La Cassazione ha mandato le due Province a quel paese, sostenendo che la sicurezza delle popolazioni è un bene superiore all’Autonomia: meno male. Ma subito c’è stata la rivincita dei nostri potentati, che hanno prontamente provveduto a nominare un’Autorità di Bacino debole, che non disturbasse: ed ecco a capo dell’Autorità l’ex-sindaco di Trento Adriano Goio, personaggio molto discusso (il principale responsabile dello scempio di Trento Nord), contiguo all’affarismo, testè trombato alle elezioni comunali e quindi debolissimo.
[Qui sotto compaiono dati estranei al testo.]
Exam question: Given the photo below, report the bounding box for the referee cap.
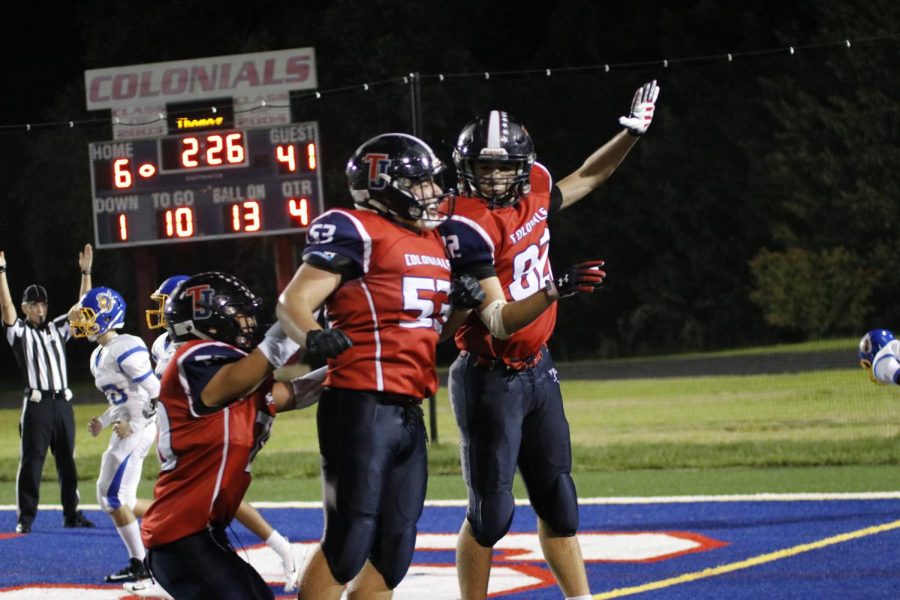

E così l’Autorità non esiste, l’Autonomia è salva, progetti complessivi sull’Adige (a meno che non smuovano interessi multimiliardari per i soliti noti) non se ne fanno.

Eppure il Trentino, ha saputo apprendere dalle catastrofi del passato. Dopo il 1882, proprio su sollecitazione del manifesto ambientalista di Sat e Touring, si aprì a Vienna la facoltà di Scienze Forestali, e si diede il via ai primi interventi di sistemazione montana che ancor oggi reggono (il “muro di Francesco Giuseppe” che ha salvato Romagnano). Dopo il ‘66 si diede l’avvio alla Carta Forestale, con l’esplicita assegnazione al bosco di funzioni protettive. Dopo Stava, ci fu l’individuazione delle Zone a rischio, l’istituzione del Via, e tutta la legislazione ambientale dell’era Micheli.

Oggi, sappiamo ancora apprendere dagli errori?